“Lighten up.”
“If you don't like it, don't watch it.”
“Your (sic) just jealous.”
I think that might be all of them... oh no, wait, there's one more:
“Feminazi.”
There, that's all of them.
Now on with the column which, as I'm sure you've gathered from the photo of whichever bright-eyed, glossy-haired young thing my editor has no doubt whacked in the middle of all these words, is about the Miss Universe competition.
Yes, Miss Universe, that ridiculous anachronism that rewards young women for excellence in the field of having been born beautiful.
I'm sure we all recognise what an important global cultural event this is.
After all, without Miss Universe we women wouldn't know who to model ourselves on for the year, and no one would have a clue what their national costume is. (Hint: last year ours was a diamante-covered blue feathery thing that looked like it had been rejected from Priscilla, Queen of the Desert for being too over the top.) (Hey, it could have been worse: America had a Transformers robot costume).
I'm joking, obviously. Miss Universe, and beauty pageants like it, are stupid and degrading piles of nonsense that reduce adult women to nothing more than walking mounds of hair, skin and teeth to be judged like prize cattle.
The only thing more offensive than the fact that in all its 62 years Miss Universe has never featured a contestant from outside Earth (they really should change the name), is that IT'S BEEN GOING FOR 62 YEARS.
It seems unbelievable that in 2014, a year when once upon a time we all fancied we'd be so advanced we'd be driving hover cars and living on the moon, we are still gawping at a moronic celebration of consumerism and patriarchal control that began as a way to market swimsuits, leering at the perky boobs and taut stomach muscles and cinched waists that we are told is the western feminine ideal.
After more than half a century Miss Universe is still stuck in the 1950s, when women existed to be looked at, not to actually do anything (unless it involved a bikini in some way, or perhaps baking). The only thing remotely modern about it is that you can now watch it on an iPad.
Contestants are judged by three categories: how they look in bathers (essential for being a successful woman, obviously), how they look in an evening dress (as Hilary Clinton knows, you'll never get anywhere in life if you can't pull off a drop-waist satin ballgown), and how they answer a single question that is picked out of a hat, like a bingo ball.

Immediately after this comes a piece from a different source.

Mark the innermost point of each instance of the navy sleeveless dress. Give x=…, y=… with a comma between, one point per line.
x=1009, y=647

Actually, strike that, no one cares what they say. Last year's winner was asked what her biggest fear was and said “I believe we should overcome all of our fears and this in turn will make us much stronger”, so I think we can all agree the interview segment is, at best, a token effort to prove the competition isn't all about looks. Which, of course, it is.
In fact if there was ever a clear indication that a Miss Universe winner is supposed to smile and keep her lipsticked mouth shut, it was this week's news that the finalist from Thailand had stepped down after sparking social media outrage over her political comments. The silly girl obviously didn't realise she wasn't supposed to have opinions.
I have to admit there was a time, years ago, when I quite enjoyed Miss Universe. I found it all rather funny and camp, and thought it was stupid, harmless fun.
Now I see it for what it is: another way to treat women as objects. Another way to dehumanise us to make it acceptable to view us as a sum of our body parts, not actual people. Another way to use us to sell swimsuits, or whatever it is that Miss Universe owner Donald Trump wants us to buy these days.
We might be living in a time when feminism is once again a hot topic, with words like “sexism” and “misogyny” regularly bandied about in parliament and the media and feminist thinkers and writers leading public debate on a range of social issues.
But it's also a time when our Prime Minister has just one woman in his cabinet ministry, and only 10 women out of 42 South Australians got Queens' Birthday Honours, and the gender pay gap still exists.
After 62 years, Miss Universe is well past her prime. For women to ever truly overcome inequality, we have to stop putting them on parade.